第二方面,本发明的实施例提供一种双活集群系统中容灾的装置,所述装置包括主机集群和至少一对存储阵列,所述主机集群包括仲裁主机,所述仲裁主机中包括仲裁单元,所述仲裁主机为具有仲裁功能的应用主机,所述至少一对存储阵列包括第一存储阵列和第二存储阵列,所述仲裁主机还包括:接收单元、暂停单元、确定单元、停止单元、发送单元和恢复单元;
所述接收单元用于接收仲裁请求,所述仲裁请求为所述第一存储阵列或所述第二存储阵列检测到对端存储阵列故障时发送的;
所述暂停单元用于暂停向所述第一存储阵列和所述第二存储阵列下发业务;
所述确定单元用于根据逻辑判断确定所述第一存储阵列和所述第二存储阵列中仲裁获胜存储阵列和仲裁失败存储阵列;
所述停止单元用于停止与所述仲裁失败存储阵列的业务;
所述发送单元用于向所述仲裁获胜存储阵列发送仲裁获胜信息,以便于所述仲裁获胜存储阵列将接收写数据方式由同步写本地和远端存储阵列方式变更为只写本地方式;
所述恢复单元用于恢复与所述仲裁获胜存储阵列的下发业务。
结合第二方面,在第二方面的第一种实施方式中,所述主机集群还包括至少一个应用主机;
所述接收单元具体用于接收所述至少一个应用主机发送的仲裁请求,所述至少一个应用主机发送的仲裁请求为所述至少一个应用主机接收所述第一存储阵列或所述第二存储阵列发送的仲裁请求后转发的。
结合第二方面的第一种实施方式,在第二方面的第二种实施方式中,所述发送单元还用于向所述至少一个应用主机发送第一指示,所述第一指示用于指示所述至少一个应用主机暂停向所述第一存储阵列和所述第二存储阵列下发业务;
所述接收单元还用于接收所述至少一个应用主机响应信息,所述响应信息用于表示所述至少一个应用主机已经停止向所述第二阵下发业务;
所述发送单元还用于向所述至少一个应用主机发送第二指示,所述第二指示用于指示所述至少一个应用主机与所述仲裁获胜存储阵列的下发业务。

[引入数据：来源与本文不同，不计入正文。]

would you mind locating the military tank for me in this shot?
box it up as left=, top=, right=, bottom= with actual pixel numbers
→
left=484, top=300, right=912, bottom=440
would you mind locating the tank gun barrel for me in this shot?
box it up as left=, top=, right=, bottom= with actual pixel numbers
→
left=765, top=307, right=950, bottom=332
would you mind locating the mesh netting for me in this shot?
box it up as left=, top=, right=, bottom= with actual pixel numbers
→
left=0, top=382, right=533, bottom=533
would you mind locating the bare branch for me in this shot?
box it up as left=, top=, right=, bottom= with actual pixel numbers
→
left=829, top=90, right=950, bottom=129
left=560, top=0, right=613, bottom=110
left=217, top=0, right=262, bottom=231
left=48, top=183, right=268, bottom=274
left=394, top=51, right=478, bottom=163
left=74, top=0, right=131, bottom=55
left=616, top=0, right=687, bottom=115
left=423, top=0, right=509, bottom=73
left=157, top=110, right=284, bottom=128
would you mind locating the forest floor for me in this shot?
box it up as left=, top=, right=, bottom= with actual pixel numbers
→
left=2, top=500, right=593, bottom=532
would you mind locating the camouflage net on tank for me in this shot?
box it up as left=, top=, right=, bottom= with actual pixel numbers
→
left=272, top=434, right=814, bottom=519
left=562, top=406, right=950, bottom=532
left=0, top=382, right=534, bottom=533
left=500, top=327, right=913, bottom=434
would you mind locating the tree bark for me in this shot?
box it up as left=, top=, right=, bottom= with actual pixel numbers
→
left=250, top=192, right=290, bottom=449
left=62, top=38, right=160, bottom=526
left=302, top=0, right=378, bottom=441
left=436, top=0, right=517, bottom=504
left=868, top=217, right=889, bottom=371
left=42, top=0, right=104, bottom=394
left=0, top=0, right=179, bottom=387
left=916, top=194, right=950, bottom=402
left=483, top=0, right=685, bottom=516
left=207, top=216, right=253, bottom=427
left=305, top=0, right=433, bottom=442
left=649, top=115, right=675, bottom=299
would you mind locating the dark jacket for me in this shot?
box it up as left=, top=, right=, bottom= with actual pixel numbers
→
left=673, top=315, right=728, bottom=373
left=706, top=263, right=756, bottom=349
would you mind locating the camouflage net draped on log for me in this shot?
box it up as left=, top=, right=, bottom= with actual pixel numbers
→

结合第二方面,在第二方面的第三种实施方式中,所述接收单元还用于接收所述仲裁失败存储阵列的业务恢复请求;
所述恢复单元还用于恢复所述仲裁失败存储阵列的下发业务。
结合第二方面的第三种实施方式,在第二方面的第四种实施方式中,所述主机集群还包括至少一个应用主机;
所述接收单元具体用于接收所述至少一个应用主机发送的业务恢复请求,所述至少一个应用主机发送的业务恢复请求为所述至少一个应用主机接收所述仲裁失败存储阵列发送的业务恢复请求后发送的。
结合第二方面的第四种实施方式,在第二方面的第五种实施方式中,所述发送单元还用于向所述至少一个应用主机发送第三指示,所述第三指示用于指示所述至少一个应用主机恢复所述仲裁失败存储阵列的下发业务。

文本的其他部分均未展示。